As I understand the situation, right now, the July 23rd data did map the coastline "where it actually is", both around Rio de la Plata, and elsewhere in the world. Since that was apparently not "a sufficiently well mapped coastline" -- could you be more specific about what was wrong with it?

joto commented 4 years ago

I have now manually "released" the coastline data due to the bad mess we are in right now. But I still have reservation about its correctness, for instance in northern India and on the US east coast. I don't want to be responsible for keeping the coastine mapped correctly and, apparently, nobody else want to be either.

imagico commented 4 years ago

for instance in northern India

Your probably mean Indus delta and Rann of Kutch.

For reference: https://www.openstreetmap.org/changeset/84286303

JesseWeinstein commented 4 years ago

Thank you so much for doing the manual release -- I am sorry for bugging you so much about it, and I totally sympathize with the frustration of having to act as the final arbiter of coastline correctness.

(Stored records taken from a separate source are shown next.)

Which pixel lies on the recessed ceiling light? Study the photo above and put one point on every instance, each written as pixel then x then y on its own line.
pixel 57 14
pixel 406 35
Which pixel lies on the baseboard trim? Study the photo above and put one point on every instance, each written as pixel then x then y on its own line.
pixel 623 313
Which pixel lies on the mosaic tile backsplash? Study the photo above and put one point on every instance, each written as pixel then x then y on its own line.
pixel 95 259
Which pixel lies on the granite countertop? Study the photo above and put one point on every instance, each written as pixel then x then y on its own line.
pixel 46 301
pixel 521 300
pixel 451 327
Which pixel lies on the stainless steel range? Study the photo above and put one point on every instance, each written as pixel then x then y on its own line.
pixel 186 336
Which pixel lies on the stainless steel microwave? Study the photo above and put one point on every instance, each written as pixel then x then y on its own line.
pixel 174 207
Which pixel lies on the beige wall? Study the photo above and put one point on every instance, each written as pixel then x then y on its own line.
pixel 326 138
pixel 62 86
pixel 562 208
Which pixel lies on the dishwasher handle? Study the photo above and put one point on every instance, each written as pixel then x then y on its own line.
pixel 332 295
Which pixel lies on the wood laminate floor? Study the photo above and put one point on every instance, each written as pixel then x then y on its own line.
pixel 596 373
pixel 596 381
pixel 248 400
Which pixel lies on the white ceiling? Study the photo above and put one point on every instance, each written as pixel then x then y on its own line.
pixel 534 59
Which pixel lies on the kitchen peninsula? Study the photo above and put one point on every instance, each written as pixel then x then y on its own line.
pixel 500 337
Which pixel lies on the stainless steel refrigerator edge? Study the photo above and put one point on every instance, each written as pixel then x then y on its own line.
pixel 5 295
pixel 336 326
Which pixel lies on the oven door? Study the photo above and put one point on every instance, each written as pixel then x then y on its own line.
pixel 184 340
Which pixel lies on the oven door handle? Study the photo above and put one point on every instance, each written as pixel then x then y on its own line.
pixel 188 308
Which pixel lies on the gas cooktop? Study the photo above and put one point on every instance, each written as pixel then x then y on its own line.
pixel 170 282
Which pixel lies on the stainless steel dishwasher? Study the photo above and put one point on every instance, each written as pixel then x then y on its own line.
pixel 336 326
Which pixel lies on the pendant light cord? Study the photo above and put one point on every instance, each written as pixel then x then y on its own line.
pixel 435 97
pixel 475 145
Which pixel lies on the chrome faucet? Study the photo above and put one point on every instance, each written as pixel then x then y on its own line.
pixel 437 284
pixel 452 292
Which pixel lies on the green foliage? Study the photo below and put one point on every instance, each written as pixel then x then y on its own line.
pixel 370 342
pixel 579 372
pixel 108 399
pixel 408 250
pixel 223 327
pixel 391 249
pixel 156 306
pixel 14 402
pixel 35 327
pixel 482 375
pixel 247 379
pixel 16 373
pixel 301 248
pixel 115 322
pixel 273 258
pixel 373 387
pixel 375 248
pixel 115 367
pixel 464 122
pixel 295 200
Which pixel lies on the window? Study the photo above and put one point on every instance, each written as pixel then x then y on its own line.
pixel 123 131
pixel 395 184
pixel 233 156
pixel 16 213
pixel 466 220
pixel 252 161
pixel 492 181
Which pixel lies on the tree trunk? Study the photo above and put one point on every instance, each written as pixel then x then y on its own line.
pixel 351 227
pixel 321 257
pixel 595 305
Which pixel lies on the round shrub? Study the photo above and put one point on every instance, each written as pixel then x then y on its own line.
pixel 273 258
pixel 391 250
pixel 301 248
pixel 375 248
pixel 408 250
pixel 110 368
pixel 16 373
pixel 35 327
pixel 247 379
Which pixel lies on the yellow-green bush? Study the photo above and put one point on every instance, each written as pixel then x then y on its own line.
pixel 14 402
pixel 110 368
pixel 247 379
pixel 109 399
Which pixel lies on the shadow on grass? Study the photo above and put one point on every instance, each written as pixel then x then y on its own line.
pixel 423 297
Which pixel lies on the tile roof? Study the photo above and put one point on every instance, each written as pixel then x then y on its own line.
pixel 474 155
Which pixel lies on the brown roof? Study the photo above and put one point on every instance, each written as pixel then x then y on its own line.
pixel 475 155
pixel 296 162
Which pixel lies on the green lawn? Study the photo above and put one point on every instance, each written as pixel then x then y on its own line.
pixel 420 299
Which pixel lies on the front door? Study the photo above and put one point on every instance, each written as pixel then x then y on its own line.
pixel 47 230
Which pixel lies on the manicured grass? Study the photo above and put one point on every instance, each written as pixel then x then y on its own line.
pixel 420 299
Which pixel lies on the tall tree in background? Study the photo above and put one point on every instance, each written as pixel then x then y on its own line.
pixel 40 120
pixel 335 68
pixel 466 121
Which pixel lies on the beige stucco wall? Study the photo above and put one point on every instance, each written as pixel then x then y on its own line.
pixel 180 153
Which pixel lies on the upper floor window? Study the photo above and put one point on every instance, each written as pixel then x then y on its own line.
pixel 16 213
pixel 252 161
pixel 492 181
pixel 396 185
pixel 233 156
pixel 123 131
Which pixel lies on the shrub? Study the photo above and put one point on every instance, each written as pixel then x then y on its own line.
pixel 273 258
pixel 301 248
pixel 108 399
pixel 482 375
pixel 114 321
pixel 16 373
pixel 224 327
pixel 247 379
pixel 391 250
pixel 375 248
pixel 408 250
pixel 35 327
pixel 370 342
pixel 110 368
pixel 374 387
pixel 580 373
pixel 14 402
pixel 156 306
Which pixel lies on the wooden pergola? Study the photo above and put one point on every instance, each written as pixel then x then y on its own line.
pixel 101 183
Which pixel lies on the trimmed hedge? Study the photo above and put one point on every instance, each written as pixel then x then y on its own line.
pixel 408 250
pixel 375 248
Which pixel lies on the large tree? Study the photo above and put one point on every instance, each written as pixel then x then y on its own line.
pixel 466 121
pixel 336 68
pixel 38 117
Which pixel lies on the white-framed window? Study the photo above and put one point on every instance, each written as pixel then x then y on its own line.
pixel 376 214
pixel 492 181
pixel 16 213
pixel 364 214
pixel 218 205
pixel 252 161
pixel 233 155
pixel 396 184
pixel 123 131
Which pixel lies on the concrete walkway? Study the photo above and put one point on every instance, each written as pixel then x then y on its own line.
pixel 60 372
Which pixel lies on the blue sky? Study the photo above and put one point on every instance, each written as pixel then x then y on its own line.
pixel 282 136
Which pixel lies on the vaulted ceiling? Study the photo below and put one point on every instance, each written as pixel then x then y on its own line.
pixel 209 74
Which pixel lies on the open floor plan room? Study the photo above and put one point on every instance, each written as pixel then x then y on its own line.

I suggest the following process:

  1. All changes over ~750 sq km within a day should be presumed incorrect. (This is already the case, as various people have said elsewhere)
  2. If such a change persists for more than one day (i.e. two failed updates in a row), an bunch of automated alerts should be sent, to everywhere from the mailing lists, to IRC, to wherever else we can think of, encouraging people to revert the changes.
  3. If a mapper believes such a large change to be valid (as in the Rio de la Plata case), the proper process (enforced by prompt reverts and blocking if necessary) is to create a wiki page (probably using the formal proposal process, or something similar), demonstrate consensus for the change (over at least a month, if not longer), get your explicit acknowledgement that you recognize that consensus, and only then apply the change (which you will promptly manually release).

This allows you to avoid being a single point of judgement (except on whether sufficient consensus has been demonstrated), and avoids such long backlogs of changes as we've seen recently. If this seems worth pursuing, I can write it up elsewhere.